Keywords

1 Introduction

Multi-label classification is important in a number of vision applications, such as object recognition and medical image segmentation [1]. Clinical applications of automatic multi-organ segmentation may require either highly accurate delineations (e.g. for diagnostic tasks) or fast and robust segmentations of multiple organs (e.g. for image guided interventions). Manual interaction is often not possible in time-sensitive scenarios. We are hence interested in supervised segmentation, where a representative training set is available with dense manual label annotations, which is used to classify voxels in an unseen image based on features that are extracted within their spatial proximity (patches). Since time-efficient classifiers are required for large volumes, random forests [1, 2], fern ensembles [3, 4] or atlas forests [5] have become popular for localising anatomical landmarks or voxelwise multi-organ segmentation of medical scans. The quality of the segmentation might be limited due to changes in contrast or strong noise within the given scans and the availability of enough training samples (which may reduce the generalisability of certain classifiers). So far, the segmentation quality of multi-atlas based registration combined with label fusion (MALF) often outperforms voxelwise classification. These methods benefit from strong contextual correlations (in human anatomy) by using constrained transformation models, but the deformable image registration is usually very time-consuming.

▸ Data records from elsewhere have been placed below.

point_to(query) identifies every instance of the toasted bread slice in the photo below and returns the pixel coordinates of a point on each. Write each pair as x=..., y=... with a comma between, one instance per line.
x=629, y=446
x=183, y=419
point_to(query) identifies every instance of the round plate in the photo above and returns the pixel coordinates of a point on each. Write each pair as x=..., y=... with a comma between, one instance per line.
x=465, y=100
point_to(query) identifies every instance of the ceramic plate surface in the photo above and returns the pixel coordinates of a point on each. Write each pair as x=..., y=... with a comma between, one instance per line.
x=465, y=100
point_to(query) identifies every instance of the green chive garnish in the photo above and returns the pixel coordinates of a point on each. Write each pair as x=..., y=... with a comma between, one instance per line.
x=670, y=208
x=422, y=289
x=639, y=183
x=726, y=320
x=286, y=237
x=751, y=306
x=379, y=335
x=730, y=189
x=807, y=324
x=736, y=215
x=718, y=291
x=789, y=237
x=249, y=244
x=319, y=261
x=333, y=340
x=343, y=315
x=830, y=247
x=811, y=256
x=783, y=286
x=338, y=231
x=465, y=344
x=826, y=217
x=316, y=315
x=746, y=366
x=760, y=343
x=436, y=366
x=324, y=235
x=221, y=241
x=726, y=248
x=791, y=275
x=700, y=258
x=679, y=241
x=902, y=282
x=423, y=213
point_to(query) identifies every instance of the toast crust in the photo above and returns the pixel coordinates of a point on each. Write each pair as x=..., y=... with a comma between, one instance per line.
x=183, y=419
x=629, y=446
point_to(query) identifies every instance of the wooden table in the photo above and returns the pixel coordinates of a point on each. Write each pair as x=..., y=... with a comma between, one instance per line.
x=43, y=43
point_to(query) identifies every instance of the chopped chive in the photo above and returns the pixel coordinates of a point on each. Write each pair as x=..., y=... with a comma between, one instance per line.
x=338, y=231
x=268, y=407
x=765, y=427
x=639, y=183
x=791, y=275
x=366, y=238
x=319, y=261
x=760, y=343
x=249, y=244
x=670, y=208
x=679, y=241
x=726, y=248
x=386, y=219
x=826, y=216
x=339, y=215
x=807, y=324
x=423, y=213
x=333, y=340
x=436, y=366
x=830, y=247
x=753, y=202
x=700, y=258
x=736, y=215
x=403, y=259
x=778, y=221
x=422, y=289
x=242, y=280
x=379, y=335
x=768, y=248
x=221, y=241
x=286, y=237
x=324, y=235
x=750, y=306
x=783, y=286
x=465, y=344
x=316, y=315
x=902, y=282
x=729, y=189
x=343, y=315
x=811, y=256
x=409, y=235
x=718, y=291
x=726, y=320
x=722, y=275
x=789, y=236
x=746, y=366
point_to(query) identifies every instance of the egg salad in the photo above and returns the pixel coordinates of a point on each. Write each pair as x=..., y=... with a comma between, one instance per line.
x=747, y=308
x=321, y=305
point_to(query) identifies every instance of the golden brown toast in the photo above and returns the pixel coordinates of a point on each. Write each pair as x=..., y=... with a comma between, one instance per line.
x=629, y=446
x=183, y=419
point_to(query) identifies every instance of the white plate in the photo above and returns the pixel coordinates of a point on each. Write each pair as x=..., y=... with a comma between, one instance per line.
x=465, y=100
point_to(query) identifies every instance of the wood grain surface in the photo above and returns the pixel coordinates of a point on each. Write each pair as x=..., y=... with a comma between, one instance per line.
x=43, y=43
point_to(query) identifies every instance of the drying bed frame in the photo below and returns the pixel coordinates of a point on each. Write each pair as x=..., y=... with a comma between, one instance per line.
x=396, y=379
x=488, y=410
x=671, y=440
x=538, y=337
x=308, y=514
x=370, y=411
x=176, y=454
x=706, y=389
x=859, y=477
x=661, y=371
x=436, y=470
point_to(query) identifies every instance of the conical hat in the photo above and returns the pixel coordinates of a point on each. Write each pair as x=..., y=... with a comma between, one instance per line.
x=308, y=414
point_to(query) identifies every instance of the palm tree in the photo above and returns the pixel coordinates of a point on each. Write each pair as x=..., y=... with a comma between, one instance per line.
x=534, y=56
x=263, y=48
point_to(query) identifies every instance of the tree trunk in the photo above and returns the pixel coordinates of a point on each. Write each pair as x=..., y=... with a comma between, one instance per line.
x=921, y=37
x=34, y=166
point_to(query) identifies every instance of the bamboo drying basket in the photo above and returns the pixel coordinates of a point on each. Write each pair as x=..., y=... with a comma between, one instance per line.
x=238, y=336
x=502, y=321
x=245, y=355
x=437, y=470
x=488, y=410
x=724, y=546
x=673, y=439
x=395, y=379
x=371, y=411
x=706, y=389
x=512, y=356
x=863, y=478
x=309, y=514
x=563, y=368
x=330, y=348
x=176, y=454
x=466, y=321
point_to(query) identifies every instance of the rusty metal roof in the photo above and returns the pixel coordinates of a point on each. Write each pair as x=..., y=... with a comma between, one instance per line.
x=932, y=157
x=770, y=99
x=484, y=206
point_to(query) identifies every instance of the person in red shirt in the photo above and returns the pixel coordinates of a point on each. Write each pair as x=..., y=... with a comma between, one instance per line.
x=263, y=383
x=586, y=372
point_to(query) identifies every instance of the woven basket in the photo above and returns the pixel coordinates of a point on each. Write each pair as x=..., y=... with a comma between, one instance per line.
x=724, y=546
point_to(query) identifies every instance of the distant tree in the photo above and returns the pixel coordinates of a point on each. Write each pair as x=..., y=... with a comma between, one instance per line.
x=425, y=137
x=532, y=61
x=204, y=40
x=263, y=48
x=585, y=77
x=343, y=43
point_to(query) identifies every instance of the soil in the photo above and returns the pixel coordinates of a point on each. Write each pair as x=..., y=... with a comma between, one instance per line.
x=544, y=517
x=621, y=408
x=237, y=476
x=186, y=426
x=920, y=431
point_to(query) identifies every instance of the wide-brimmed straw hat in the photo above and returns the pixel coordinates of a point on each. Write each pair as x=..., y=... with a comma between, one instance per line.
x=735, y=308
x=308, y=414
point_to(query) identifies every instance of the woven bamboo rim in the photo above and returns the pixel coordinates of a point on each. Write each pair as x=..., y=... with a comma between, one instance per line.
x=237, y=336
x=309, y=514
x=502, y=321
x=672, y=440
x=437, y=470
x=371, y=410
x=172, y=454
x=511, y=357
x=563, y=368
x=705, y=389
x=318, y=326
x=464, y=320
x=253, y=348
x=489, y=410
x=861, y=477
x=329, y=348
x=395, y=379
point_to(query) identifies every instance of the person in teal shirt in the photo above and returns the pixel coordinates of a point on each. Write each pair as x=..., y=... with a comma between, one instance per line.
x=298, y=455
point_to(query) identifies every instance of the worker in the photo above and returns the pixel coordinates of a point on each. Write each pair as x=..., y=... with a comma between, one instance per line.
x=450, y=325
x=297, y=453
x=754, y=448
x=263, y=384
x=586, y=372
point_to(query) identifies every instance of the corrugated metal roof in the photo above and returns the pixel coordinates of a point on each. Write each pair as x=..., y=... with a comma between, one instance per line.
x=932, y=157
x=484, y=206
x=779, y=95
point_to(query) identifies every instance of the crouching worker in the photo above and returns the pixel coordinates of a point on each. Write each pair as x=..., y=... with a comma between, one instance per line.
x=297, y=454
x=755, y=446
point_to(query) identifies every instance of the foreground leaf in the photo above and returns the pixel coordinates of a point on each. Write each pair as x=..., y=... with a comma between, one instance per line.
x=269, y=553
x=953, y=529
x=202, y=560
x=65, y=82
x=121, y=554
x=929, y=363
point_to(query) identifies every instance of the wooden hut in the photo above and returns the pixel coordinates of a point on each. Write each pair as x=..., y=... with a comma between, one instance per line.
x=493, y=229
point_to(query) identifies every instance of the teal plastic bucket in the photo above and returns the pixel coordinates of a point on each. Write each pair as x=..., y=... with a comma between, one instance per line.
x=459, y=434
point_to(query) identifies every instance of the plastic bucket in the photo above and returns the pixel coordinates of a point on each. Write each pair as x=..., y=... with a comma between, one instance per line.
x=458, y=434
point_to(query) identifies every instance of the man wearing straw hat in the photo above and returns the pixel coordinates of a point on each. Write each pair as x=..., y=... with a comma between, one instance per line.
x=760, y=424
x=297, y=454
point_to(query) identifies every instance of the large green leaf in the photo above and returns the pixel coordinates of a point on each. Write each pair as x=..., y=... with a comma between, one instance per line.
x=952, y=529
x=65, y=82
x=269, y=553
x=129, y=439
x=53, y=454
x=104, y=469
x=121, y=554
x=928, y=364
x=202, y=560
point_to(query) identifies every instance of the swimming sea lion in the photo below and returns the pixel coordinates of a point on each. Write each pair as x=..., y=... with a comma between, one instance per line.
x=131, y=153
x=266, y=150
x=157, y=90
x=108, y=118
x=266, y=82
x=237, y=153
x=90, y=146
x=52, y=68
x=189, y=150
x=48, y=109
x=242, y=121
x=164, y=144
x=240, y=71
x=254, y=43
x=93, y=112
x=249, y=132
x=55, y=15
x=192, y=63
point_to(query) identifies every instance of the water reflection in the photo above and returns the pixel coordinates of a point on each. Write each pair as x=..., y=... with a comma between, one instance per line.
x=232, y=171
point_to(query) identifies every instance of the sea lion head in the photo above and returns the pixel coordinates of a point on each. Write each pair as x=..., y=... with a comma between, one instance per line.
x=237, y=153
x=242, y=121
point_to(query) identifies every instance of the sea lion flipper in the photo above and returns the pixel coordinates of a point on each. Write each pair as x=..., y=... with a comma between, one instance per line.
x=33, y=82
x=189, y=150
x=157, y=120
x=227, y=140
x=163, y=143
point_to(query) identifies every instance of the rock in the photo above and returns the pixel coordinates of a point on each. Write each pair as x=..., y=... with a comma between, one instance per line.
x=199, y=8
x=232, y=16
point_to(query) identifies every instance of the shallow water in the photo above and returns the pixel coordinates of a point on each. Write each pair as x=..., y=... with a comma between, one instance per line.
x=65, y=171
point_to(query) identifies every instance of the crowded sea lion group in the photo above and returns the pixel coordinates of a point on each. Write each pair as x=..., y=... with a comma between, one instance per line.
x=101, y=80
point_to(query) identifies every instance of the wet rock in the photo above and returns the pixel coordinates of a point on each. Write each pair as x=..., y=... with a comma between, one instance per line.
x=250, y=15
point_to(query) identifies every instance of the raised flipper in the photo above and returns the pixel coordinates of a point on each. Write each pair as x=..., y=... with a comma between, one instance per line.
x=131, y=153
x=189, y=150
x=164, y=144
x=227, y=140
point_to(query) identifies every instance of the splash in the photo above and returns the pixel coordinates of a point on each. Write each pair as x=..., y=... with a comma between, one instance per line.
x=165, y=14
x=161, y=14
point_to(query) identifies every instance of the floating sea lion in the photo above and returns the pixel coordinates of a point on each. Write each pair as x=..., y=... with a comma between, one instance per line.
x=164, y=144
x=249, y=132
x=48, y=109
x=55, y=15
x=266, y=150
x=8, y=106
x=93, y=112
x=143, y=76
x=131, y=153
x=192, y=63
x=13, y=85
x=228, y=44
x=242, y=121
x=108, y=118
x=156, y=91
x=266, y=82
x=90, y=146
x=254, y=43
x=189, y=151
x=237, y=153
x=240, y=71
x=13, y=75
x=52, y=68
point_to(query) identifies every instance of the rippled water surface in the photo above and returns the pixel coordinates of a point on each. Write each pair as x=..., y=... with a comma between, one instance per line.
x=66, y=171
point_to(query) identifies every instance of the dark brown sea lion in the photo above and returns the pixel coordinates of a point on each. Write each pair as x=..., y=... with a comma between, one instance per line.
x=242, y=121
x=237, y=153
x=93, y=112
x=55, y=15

The goal of this work is to improve segmentation quality (close to the level of registration-based approaches) while retaining the low computation times of ensemble classifiers. To deal with the above challenges we propose to use binary vectors of contextual features together with a newly developed tree-based classifier. To capture contextual information a 3D extension of BRIEF [6] (a popular 2D keypoint descriptor) is used, which is based on voxel comparisons within a (pre-smoothed) patch. In contrast to the related long-range context features introduced e.g. in [7] or SIFT vectors (used for medical segmentation in [8]), only the sign of intensity differences is stored, which makes the feature vectors robust against mononotic changes in intensities (in most medical scans orientational invariance is of lesser importance). Details of the exact sampling layout of the features used in this work will be given in Sect. 2.1. Our hypothesis is that the joint combination of hundreds of these BRIEF features can successfully capture contextual anatomical information and variability, but only if they are employed within a strong classifier.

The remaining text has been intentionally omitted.